However, these flux computations should be taken with caution, because the reanalysis dataset is new and its uncertainties are not fully understood. For example, Higgins et al. (1996) show that the change in the overall moisture budget due to the assimilation of observations with the model predictions is as large as the predicted moisture divergence itself, which indicates rather large uncertainty in the flux terms from the prediction model. Trenberth and Guillemot (1995) found that biases in the reanalysis can be related to steep orography. The study regions are bounded by mountain ranges (to the east for Africa and to the west for South America), so the estimated fluxes in these vicinities may be biased. Nevertheless, some degree of confidence is given to these calculations because all the results presented here are consistent with each other. The region of low-level moisture deficit indicated by the NVAP dataset is consistent with the area of satellite overestimation, and the moisture flux for these regions is consistent with the estimated moisture contents and the orography.

Summary and discussion

The problem of satellite rainfall overestimation over equatorial central Africa is an intriguing problem with several possible solutions.

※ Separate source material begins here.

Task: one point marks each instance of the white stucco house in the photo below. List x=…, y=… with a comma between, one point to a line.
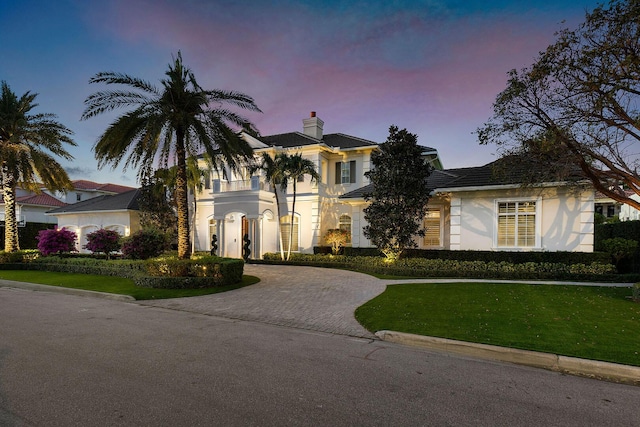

The analysis of a long-term climatology of rain gauges has led to the conclusion that the sample of rain gauges used in the GPCP is not the reason for the difference between the satellites and the gauge analysis or the blended satellite–gauge analysis. One can also conclude that the analysis methods are operating properly by adjusting biased satellite estimates to a more reasonable value while still allowing the satellites to influence the distribution of rainfall. Accepting the reasonableness of the gauge analysis leads toward the other possible causes, that is, cloud microphysical and rain processes and the moisture distribution of the environment. In the case of the former it was argued that the North African deserts and semiarid areas of the Sahel provide a rich source of CCN. Many CCN can result in smaller cloud drops for the same amount of moisture, resulting in less-efficient coalescence and accretion processes and thus less-efficient rain processes. A comparison of effective cloud droplet radii derived from a sample of AVHRR 3.7-μm radiances suggests a higher concentration of CCN over central Africa than that over South America.

An analysis of the moisture distribution and the moisture flux was also consistent with less rainfall over Africa than over South America. The vertical distribution of moisture shows that over Africa the total column water vapor was about 1 cm less than over South America, and the surface–700-mb layer is relatively dry in comparison with South America and other tropical locations. This implies that the cloud bases may be high and that there may be significant evaporation of rain before reaching the surface.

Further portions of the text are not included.